Origine et histoire de la Villa Ephrussi de Rothschild
La villa Ephrussi de Rothschild, aussi appelée villa Île-de-France, est un palais de style Renaissance construit entre 1905 et 1912 sur la presqu'île de Saint-Jean-Cap-Ferrat. Commandée par la baronne Béatrice Ephrussi de Rothschild, elle s’inspire des grandes demeures italiennes et reflète son goût pour l’art du XVIIIe siècle. La villa, entourée de sept hectares de jardins, est conçue comme un paquebot, avec des espaces organisés autour d’un patio central.
Béatrice Ephrussi de Rothschild, héritière de la famille Rothschild et passionnée d’art, supervise chaque détail de la construction.
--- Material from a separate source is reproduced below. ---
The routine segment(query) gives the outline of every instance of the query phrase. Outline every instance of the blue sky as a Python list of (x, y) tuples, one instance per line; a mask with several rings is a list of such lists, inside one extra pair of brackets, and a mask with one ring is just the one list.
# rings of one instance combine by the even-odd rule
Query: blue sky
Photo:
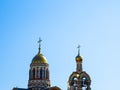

Elle impose sa couleur fétiche, le rose, et fait aménager des salons somptueux, ornés de boiseries, de tapisseries et de mobilier royal. Les jardins, conçus par Achille Duchêne et Harold Peto, mêlent styles français, japonais, espagnol et exotique, reflétant ses voyages et son éclectisme.
À sa mort en 1934, la baronne lègue la villa et ses collections à l’Académie des Beaux-Arts pour en faire un musée. Ouverte au public en 1938, la villa devient un lieu culturel majeur, géré successivement par l’Institut de France, Culturespaces, puis à nouveau par l’Académie des Beaux-Arts en 2023. Classée monument historique en 1996, elle attire aujourd’hui 130 000 visiteurs annuels.
Les intérieurs abritent des œuvres d’art médiévales et Renaissance, des porcelaines de Sèvres, et des meubles ayant appartenu à des figures historiques comme Marie-Antoinette. Les jardins, labellisés « Jardin remarquable », accueillent des événements comme la Fête des Roses et des soirées culturelles en été. La villa a aussi servi de décor à plusieurs films, renforçant son statut d’icône de la Côte d'Azur.
La construction de la villa mobilise plusieurs architectes, dont Jacques-Marcel Auburtin et Aaron Messiah, ce dernier étant le maître d’œuvre final. Béatrice Ephrussi s’inspire d’un voyage en paquebot, l’Île-de-France, pour nommer la villa et organiser ses espaces comme un navire. Les jardins, initialement au nombre de quatre, s’enrichissent après sa mort de nouveaux thèmes, comme le jardin florentin ou provençal.
La villa illustre le mode de vie fastueux de l’aristocratie européenne au début du XXe siècle, mêlant art, nature et voyages. Son legs à l’Académie des Beaux-Arts en fait un musée unique, préservant l’esprit d’un salon privé tout en ouvrant ses portes au public. Aujourd’hui, elle reste un symbole du patrimoine azuréen, alliant architecture, histoire et botanique.